Yes, properly structured irrevocable trusts are typically protected from creditors. You no longer own the assets, so your future creditors generally can't reach them. That said, some states have a waiting period after transferring assets before creditor protection takes effect. If you transfer your assets to avoid existing creditors, the transfer can be seen as fraud.

Are Irrevocable Trusts Public Record?

Irrevocable trusts are typically private documents and stay confidential. Only the trustee, beneficiaries, and other legally involved parties can access the trust documents. However, if the trust becomes involved in litigation, some details might become part of the public court record.

What Assets Should Not Be Placed in an Irrevocable Trust?

Assets you might need to access, sell, or refinance should stay out of an irrevocable trust. This includes your retirement accounts (IRAs and 401(k)s) and any property you plan to sell soon.

How Long Does an Irrevocable Trust Last?

An irrevocable trust can often last for as long as there are still assets held in it and legal obligations that haven't been fulfilled. However, some states have limits on how long irrevocable trusts can last. Your trust document should specify when and how the trust terminates.

How Much Money Can You Put in an Irrevocable Trust?

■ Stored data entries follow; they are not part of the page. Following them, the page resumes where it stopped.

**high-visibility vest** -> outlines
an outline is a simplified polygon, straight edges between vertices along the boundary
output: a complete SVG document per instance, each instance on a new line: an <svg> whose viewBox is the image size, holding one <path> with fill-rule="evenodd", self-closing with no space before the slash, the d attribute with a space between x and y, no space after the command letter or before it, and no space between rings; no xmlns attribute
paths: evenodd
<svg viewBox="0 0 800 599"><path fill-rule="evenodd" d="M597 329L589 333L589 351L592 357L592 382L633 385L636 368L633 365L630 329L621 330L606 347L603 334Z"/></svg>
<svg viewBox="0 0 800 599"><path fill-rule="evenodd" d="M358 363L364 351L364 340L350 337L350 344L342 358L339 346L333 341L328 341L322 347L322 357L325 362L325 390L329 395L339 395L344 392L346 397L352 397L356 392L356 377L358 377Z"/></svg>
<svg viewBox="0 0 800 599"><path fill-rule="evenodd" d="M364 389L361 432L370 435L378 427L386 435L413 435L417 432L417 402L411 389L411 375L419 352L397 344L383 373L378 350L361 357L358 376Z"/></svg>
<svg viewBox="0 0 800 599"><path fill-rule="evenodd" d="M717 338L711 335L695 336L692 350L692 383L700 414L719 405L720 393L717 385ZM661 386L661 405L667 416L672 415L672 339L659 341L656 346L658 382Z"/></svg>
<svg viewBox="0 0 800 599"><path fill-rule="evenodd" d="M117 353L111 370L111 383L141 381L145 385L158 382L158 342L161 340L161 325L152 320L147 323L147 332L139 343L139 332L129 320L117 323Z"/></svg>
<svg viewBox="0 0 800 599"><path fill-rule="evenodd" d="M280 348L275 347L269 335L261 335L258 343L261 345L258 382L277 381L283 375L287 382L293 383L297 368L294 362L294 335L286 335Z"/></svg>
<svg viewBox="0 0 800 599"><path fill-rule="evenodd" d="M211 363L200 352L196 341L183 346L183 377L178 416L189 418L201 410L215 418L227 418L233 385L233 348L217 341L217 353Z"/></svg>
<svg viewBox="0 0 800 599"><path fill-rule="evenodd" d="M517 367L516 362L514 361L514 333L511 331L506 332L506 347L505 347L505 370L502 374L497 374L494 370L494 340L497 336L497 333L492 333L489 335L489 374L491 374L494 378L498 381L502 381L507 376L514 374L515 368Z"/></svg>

There's no legal limit on how much you can put in an irrevocable trust, but keep in mind that you won't be able to withdraw this money if your financial situation changes.

The Bottom Line

Only slightly more than half of Americans have a will (40%) or trust (17%) in place, so the fact that you're researching different options shows smart thinking. But is an irrevocable trust the right option for you?

Irrevocable trusts have benefits for estate tax reduction and asset protection, but they also come with a loss of control. If that's fine with you, make sure to work with qualified legal and tax professionals to properly set up your trust in a way that serves your goals.